Published with an epigraph from José Alemany Bolufer’s 1921 translation of Antigone (lines 26- 36), La hojarasca documents the attempt by an aged colonel to bury a despised French doctor, whose body the community of Macondo has condemned to rot. Assuming, as the epigraph suggests, that García Márquez had read Bolufer’s translations and wished for readers to have Antigone in mind, I will present a close reading of La hojarasca that focuses on characterization and narrative technique, two features in which García Márquez’ indebtedness to Sophocles is particularly visible. Like Antigone, La hojarasca embodies in its characters the burdensome loneliness that accompanies personal accountability, in contrast to the imagined will of a community. The colonel, in whom García Márquez has fused the characters of Oedipus and Antigone, is accompanied by his reluctant daughter Isabel and her young son, who (she fears) may bear Macondo’s outrage for his grandfather’s actions. The narrative, which takes place in the doctor’s room during a single half-hour (2:30-3:00pm, on the day of his suicide), tracks the thoughts of these three characters, whose understanding of their errand forces them privately to confront the troubled history of Macondo. This temporal framework, which embellishes thirty minutes of plot with historical details and elaborate prophecies, is of course highly reminiscent of Antigone, whose Chorus consistently provides a broad temporal perspective complimentary to the drama’s brief episode.

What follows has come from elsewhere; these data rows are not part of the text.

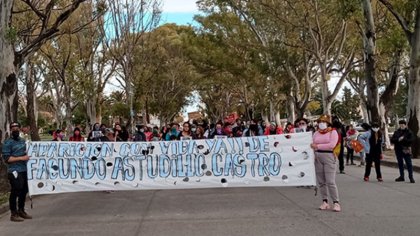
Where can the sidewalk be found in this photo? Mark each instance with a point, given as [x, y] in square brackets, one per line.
[391, 161]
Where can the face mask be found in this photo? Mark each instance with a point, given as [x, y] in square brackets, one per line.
[15, 134]
[323, 126]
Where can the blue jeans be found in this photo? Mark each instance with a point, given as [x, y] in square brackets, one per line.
[401, 157]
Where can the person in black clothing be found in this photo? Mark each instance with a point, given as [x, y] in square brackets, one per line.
[95, 134]
[16, 158]
[375, 153]
[109, 135]
[402, 140]
[342, 133]
[238, 129]
[140, 136]
[121, 133]
[186, 132]
[218, 130]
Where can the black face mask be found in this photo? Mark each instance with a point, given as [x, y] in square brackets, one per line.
[15, 135]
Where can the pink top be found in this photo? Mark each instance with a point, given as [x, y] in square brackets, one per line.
[326, 142]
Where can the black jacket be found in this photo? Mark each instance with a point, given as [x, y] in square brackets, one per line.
[407, 135]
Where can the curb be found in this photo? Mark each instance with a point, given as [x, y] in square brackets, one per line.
[395, 165]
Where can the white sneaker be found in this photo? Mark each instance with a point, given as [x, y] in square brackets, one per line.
[324, 206]
[337, 207]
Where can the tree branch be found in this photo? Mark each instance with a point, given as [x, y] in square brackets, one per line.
[401, 20]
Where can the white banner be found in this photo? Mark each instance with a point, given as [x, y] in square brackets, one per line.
[279, 160]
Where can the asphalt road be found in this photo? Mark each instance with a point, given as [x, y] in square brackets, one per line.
[372, 208]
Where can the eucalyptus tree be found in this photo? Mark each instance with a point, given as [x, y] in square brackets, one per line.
[127, 22]
[50, 17]
[407, 14]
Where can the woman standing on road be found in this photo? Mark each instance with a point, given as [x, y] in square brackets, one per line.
[324, 141]
[373, 148]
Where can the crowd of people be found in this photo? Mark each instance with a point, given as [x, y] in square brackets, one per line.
[330, 138]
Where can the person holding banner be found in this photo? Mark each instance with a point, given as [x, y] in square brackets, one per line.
[186, 132]
[15, 156]
[324, 141]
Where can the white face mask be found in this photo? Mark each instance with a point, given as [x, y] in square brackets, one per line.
[322, 125]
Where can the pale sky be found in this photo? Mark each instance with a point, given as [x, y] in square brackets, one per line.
[179, 6]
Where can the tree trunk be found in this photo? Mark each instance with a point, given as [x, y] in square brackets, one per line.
[413, 106]
[389, 94]
[369, 42]
[326, 104]
[31, 102]
[291, 108]
[91, 110]
[8, 78]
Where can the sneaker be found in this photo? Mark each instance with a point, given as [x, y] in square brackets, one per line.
[399, 179]
[24, 215]
[15, 217]
[337, 207]
[324, 206]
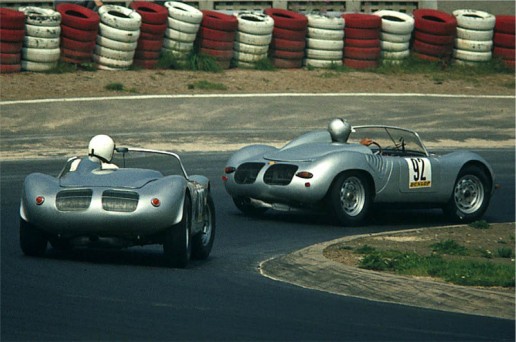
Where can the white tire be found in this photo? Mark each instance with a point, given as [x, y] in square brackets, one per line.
[248, 57]
[115, 44]
[473, 45]
[325, 34]
[180, 36]
[390, 46]
[255, 23]
[182, 26]
[43, 31]
[118, 34]
[41, 16]
[474, 20]
[114, 54]
[395, 54]
[325, 22]
[395, 38]
[471, 56]
[110, 62]
[41, 55]
[253, 39]
[321, 63]
[324, 54]
[322, 44]
[38, 66]
[175, 53]
[477, 35]
[177, 45]
[41, 43]
[252, 49]
[183, 12]
[119, 17]
[395, 22]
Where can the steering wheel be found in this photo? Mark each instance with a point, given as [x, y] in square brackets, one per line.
[380, 150]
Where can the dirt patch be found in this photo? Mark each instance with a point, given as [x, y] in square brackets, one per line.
[29, 85]
[481, 244]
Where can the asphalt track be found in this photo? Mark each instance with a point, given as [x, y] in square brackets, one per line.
[128, 295]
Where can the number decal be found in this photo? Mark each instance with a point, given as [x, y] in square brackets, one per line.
[420, 173]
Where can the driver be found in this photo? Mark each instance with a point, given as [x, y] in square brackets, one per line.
[100, 151]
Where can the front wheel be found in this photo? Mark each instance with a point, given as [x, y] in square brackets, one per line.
[177, 245]
[470, 197]
[32, 241]
[203, 241]
[350, 198]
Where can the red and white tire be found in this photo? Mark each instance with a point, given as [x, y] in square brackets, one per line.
[396, 22]
[120, 17]
[183, 12]
[78, 17]
[474, 19]
[255, 23]
[41, 16]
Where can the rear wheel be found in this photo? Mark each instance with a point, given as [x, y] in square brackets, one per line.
[245, 206]
[470, 197]
[203, 241]
[32, 241]
[177, 245]
[350, 198]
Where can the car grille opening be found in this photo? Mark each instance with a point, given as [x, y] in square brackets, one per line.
[121, 201]
[247, 173]
[73, 200]
[280, 174]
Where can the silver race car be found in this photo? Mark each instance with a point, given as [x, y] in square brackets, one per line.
[94, 204]
[346, 169]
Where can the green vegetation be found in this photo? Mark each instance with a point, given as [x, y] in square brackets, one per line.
[448, 260]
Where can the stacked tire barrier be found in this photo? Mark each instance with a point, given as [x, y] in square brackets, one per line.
[504, 38]
[287, 49]
[362, 40]
[395, 35]
[39, 52]
[12, 32]
[434, 35]
[325, 41]
[252, 39]
[217, 36]
[79, 29]
[475, 43]
[152, 30]
[119, 31]
[183, 24]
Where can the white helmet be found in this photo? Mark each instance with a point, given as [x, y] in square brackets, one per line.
[339, 130]
[101, 148]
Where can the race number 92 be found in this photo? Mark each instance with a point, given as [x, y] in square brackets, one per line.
[420, 173]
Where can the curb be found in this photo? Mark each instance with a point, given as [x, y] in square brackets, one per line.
[309, 268]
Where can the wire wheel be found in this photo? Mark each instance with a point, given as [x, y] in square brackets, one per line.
[469, 194]
[352, 196]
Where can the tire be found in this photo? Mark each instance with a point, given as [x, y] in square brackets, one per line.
[78, 17]
[475, 20]
[244, 205]
[177, 245]
[470, 196]
[183, 12]
[32, 241]
[202, 242]
[120, 17]
[350, 198]
[396, 22]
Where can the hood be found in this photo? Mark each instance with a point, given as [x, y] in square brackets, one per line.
[311, 152]
[119, 178]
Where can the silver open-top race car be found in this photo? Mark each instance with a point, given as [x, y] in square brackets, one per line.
[347, 169]
[94, 202]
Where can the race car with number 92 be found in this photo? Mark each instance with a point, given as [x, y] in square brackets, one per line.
[345, 170]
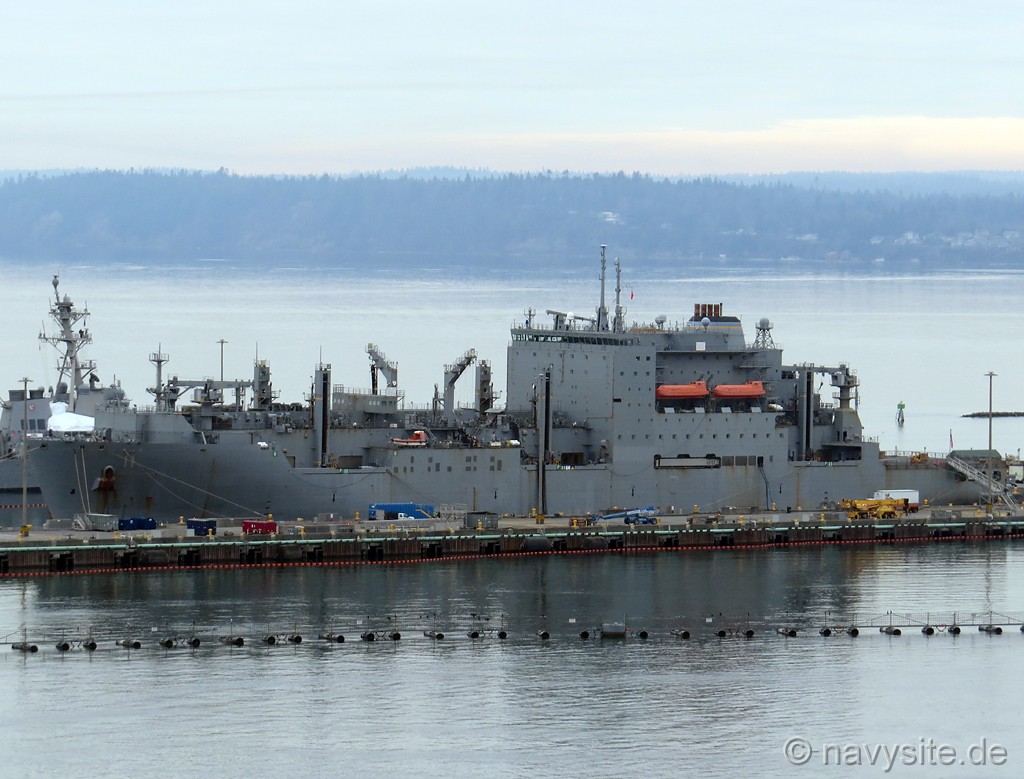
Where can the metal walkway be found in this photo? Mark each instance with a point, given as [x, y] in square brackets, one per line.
[997, 489]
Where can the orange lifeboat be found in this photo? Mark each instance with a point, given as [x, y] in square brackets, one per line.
[748, 390]
[681, 391]
[419, 439]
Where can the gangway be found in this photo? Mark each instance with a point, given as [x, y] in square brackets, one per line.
[995, 488]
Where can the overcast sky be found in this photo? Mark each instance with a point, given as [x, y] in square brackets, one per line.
[665, 87]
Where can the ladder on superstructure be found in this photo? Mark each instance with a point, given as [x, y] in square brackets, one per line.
[995, 488]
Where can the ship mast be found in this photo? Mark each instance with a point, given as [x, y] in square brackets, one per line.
[69, 341]
[602, 310]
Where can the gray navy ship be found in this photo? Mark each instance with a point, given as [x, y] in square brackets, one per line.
[597, 414]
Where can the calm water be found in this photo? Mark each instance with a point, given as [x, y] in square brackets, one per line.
[660, 707]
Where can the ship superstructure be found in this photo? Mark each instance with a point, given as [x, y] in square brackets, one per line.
[597, 414]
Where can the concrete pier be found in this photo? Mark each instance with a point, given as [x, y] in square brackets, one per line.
[170, 548]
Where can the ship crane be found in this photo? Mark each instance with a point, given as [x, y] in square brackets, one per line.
[209, 391]
[452, 375]
[379, 362]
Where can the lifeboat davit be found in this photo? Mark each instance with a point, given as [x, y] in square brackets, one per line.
[748, 390]
[681, 391]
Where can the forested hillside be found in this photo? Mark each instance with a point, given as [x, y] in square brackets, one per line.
[159, 216]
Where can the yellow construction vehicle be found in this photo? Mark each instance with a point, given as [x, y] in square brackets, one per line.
[885, 508]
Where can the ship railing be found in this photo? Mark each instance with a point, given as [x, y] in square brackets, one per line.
[340, 389]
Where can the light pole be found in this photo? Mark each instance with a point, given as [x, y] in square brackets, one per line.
[222, 342]
[990, 376]
[25, 450]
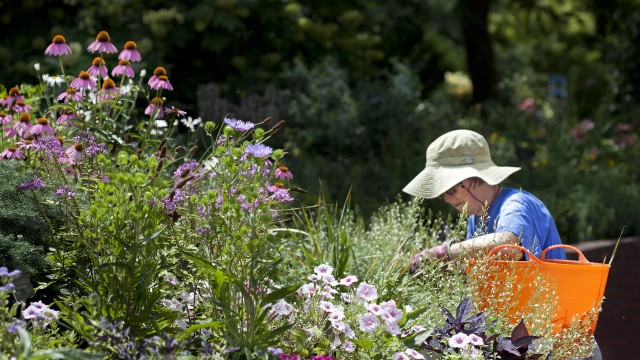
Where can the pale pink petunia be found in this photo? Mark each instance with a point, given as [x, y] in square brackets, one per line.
[369, 322]
[366, 292]
[102, 44]
[349, 280]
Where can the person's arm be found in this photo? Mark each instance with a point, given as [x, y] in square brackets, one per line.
[469, 248]
[483, 244]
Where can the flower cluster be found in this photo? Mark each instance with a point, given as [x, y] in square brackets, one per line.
[348, 313]
[40, 314]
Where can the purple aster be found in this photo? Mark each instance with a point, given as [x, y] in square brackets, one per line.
[5, 119]
[12, 153]
[98, 68]
[239, 125]
[34, 184]
[123, 69]
[258, 150]
[130, 52]
[102, 44]
[70, 94]
[58, 47]
[84, 81]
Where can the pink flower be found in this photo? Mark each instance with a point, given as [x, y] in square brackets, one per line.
[283, 172]
[58, 47]
[159, 80]
[369, 322]
[74, 153]
[42, 127]
[98, 68]
[123, 69]
[23, 125]
[102, 44]
[366, 292]
[109, 90]
[130, 52]
[5, 119]
[155, 108]
[84, 81]
[349, 280]
[70, 94]
[12, 153]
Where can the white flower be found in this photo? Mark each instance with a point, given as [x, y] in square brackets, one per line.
[323, 269]
[282, 308]
[367, 292]
[191, 123]
[348, 346]
[413, 354]
[369, 322]
[400, 356]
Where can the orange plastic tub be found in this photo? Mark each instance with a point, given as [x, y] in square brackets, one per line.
[580, 284]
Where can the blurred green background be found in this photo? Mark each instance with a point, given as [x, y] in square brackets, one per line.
[365, 86]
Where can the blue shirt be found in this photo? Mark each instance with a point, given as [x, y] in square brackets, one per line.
[523, 214]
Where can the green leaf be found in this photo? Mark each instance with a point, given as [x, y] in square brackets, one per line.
[196, 327]
[278, 294]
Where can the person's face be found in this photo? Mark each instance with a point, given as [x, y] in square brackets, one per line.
[459, 196]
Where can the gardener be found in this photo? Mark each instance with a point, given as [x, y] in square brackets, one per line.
[459, 169]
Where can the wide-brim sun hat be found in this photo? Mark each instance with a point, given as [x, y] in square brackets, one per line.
[453, 157]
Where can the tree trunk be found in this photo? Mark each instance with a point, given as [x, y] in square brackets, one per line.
[474, 19]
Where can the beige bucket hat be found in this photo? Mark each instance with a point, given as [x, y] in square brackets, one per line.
[453, 157]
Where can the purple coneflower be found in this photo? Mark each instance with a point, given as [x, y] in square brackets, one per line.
[23, 125]
[258, 150]
[159, 80]
[70, 94]
[239, 125]
[65, 117]
[84, 81]
[74, 153]
[102, 44]
[109, 89]
[42, 127]
[58, 47]
[98, 68]
[12, 152]
[155, 108]
[123, 69]
[21, 106]
[130, 52]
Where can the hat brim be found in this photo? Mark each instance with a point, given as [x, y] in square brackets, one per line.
[434, 181]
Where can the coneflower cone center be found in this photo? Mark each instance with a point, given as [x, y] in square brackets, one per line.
[103, 36]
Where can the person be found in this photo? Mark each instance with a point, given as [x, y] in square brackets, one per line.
[460, 170]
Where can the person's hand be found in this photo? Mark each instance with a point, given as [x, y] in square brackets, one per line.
[431, 254]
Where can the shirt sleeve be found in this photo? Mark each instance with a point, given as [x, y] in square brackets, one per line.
[517, 216]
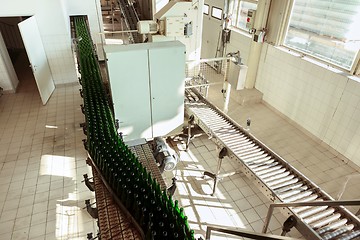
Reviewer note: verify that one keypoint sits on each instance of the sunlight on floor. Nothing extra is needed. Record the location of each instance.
(58, 166)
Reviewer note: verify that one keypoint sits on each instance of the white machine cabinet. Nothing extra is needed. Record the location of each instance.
(147, 87)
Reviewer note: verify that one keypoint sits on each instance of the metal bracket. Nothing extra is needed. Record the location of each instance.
(88, 183)
(171, 190)
(288, 224)
(92, 211)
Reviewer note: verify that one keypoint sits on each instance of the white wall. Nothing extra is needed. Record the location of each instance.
(8, 78)
(53, 22)
(324, 102)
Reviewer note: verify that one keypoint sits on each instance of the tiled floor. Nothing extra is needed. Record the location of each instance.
(41, 165)
(42, 162)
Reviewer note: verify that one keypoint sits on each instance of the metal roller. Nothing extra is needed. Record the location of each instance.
(275, 177)
(320, 215)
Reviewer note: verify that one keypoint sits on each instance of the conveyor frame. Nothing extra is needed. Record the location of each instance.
(307, 231)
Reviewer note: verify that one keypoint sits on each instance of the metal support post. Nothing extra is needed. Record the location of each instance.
(190, 122)
(215, 176)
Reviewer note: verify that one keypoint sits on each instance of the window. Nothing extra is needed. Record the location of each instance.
(206, 9)
(216, 13)
(239, 12)
(328, 30)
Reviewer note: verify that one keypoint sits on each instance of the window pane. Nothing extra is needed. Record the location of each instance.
(206, 9)
(242, 14)
(216, 13)
(326, 29)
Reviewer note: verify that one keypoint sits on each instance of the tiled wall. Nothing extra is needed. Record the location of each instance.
(324, 102)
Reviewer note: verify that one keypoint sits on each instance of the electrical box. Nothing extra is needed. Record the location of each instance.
(188, 29)
(174, 26)
(250, 18)
(146, 27)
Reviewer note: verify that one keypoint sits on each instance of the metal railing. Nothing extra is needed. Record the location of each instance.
(307, 204)
(243, 233)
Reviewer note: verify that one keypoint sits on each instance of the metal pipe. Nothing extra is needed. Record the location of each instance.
(211, 60)
(112, 32)
(299, 204)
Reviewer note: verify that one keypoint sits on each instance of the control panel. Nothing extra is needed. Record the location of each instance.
(250, 19)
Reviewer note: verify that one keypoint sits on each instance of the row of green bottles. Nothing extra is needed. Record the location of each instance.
(153, 209)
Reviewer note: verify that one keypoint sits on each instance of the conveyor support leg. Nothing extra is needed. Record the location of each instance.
(288, 224)
(190, 122)
(215, 176)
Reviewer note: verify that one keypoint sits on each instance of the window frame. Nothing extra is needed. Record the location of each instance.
(355, 67)
(208, 9)
(236, 17)
(212, 12)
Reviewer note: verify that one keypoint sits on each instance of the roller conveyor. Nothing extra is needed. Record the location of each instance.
(275, 177)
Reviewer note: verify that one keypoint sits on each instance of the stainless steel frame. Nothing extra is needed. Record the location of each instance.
(243, 233)
(313, 204)
(232, 134)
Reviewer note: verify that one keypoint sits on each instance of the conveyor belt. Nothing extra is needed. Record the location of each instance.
(145, 156)
(275, 177)
(113, 223)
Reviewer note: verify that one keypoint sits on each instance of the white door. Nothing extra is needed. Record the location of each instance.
(37, 57)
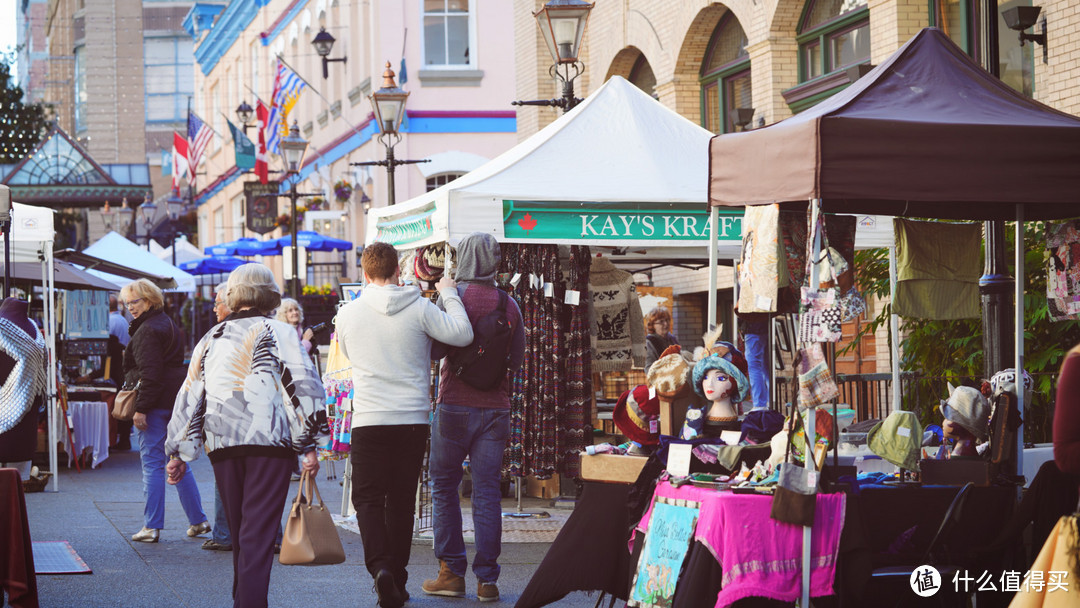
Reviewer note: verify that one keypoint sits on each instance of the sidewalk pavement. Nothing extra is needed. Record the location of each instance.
(98, 510)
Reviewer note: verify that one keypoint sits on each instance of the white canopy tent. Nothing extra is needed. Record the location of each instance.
(115, 248)
(31, 241)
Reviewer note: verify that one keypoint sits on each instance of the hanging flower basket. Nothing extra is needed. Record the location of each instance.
(342, 190)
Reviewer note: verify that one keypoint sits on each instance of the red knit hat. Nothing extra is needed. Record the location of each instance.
(637, 416)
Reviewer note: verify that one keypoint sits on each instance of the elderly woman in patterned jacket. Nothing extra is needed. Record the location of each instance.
(253, 397)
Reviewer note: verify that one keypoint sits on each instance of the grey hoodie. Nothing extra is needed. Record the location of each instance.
(387, 335)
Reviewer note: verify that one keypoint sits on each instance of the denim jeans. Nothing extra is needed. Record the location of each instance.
(757, 364)
(151, 450)
(481, 434)
(386, 469)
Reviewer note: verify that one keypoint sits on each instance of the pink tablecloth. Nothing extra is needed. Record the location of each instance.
(759, 556)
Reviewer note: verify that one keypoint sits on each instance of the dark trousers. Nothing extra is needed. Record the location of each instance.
(386, 468)
(253, 492)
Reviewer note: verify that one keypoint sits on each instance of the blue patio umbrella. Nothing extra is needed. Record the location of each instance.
(213, 265)
(314, 242)
(245, 246)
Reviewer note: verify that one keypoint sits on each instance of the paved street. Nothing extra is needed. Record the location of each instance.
(97, 511)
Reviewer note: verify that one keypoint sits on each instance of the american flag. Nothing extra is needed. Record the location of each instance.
(199, 134)
(286, 91)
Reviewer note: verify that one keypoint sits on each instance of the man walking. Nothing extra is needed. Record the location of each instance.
(387, 335)
(474, 423)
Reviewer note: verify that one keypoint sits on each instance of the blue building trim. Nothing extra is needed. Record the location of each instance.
(232, 22)
(282, 22)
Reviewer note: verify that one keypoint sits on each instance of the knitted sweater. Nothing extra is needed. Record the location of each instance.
(616, 321)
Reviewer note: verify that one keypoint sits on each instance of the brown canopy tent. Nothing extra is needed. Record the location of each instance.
(928, 133)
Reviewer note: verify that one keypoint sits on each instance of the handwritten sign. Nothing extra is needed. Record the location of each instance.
(666, 544)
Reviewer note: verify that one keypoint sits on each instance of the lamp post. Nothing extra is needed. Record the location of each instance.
(562, 25)
(245, 113)
(323, 42)
(292, 151)
(389, 106)
(147, 210)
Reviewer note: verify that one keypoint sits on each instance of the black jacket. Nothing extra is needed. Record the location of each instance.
(154, 355)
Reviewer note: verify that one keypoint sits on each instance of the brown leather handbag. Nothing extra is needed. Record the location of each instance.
(310, 536)
(123, 406)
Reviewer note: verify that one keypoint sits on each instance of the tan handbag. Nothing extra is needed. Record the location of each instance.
(123, 406)
(310, 537)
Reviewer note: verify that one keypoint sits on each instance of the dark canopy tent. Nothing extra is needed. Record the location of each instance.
(928, 133)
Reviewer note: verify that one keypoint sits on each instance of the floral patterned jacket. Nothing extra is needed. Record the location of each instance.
(251, 390)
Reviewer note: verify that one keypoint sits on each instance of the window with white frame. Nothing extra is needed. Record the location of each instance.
(170, 78)
(447, 34)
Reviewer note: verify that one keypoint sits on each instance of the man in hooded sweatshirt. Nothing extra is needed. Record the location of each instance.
(474, 423)
(387, 334)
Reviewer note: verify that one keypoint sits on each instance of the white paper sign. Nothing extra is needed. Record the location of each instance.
(678, 459)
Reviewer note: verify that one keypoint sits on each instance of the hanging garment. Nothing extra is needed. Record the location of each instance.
(759, 277)
(618, 325)
(1063, 270)
(937, 269)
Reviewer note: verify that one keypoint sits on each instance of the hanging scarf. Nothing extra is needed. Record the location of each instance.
(27, 379)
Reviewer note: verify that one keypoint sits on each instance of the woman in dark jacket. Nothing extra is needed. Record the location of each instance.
(154, 361)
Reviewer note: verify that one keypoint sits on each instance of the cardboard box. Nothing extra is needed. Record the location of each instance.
(617, 468)
(957, 472)
(541, 488)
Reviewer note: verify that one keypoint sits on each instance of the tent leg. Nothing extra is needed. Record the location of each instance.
(714, 216)
(1018, 355)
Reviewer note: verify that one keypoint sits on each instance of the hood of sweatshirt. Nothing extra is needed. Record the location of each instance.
(389, 299)
(477, 259)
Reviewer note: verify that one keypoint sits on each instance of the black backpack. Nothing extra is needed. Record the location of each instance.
(483, 364)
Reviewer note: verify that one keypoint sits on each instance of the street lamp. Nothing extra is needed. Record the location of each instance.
(147, 210)
(562, 25)
(323, 42)
(389, 106)
(245, 113)
(292, 152)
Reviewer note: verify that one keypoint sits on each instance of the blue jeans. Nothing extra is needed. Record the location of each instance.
(481, 434)
(151, 450)
(758, 368)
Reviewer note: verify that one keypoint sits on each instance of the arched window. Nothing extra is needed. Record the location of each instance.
(642, 76)
(725, 78)
(833, 36)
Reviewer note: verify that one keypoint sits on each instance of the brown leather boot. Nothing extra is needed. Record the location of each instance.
(447, 584)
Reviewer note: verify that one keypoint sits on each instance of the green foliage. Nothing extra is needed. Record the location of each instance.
(22, 125)
(940, 351)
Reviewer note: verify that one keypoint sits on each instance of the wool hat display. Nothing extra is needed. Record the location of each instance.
(670, 375)
(898, 440)
(637, 416)
(1004, 381)
(967, 407)
(726, 357)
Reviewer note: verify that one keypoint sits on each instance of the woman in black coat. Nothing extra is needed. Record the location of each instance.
(154, 361)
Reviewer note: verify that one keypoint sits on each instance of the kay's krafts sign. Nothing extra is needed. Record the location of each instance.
(261, 206)
(616, 221)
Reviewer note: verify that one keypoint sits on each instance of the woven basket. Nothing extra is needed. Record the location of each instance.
(37, 484)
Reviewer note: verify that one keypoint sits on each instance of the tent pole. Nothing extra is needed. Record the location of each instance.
(714, 216)
(894, 329)
(1018, 357)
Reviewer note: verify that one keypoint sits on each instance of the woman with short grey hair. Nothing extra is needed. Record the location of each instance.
(153, 360)
(253, 397)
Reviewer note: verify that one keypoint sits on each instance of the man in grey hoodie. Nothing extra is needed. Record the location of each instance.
(387, 334)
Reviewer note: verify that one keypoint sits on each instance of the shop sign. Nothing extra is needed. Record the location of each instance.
(408, 229)
(616, 221)
(260, 210)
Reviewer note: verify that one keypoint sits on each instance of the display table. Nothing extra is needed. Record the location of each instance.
(17, 578)
(90, 423)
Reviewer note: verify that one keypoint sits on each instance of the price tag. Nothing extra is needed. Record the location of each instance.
(678, 459)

Analyzing the Sophoclean poetics of La hojarasca allows us to observe a formative encounter with Greek tragedy by one of the preeminent Latin American writers of the past century. As I will argue, the comparison with Bolufer’s Sophocles can teach us a great deal about the development of García Márquez’s unique narrative style and contribute significantly to the study of Classical receptions in Latin America.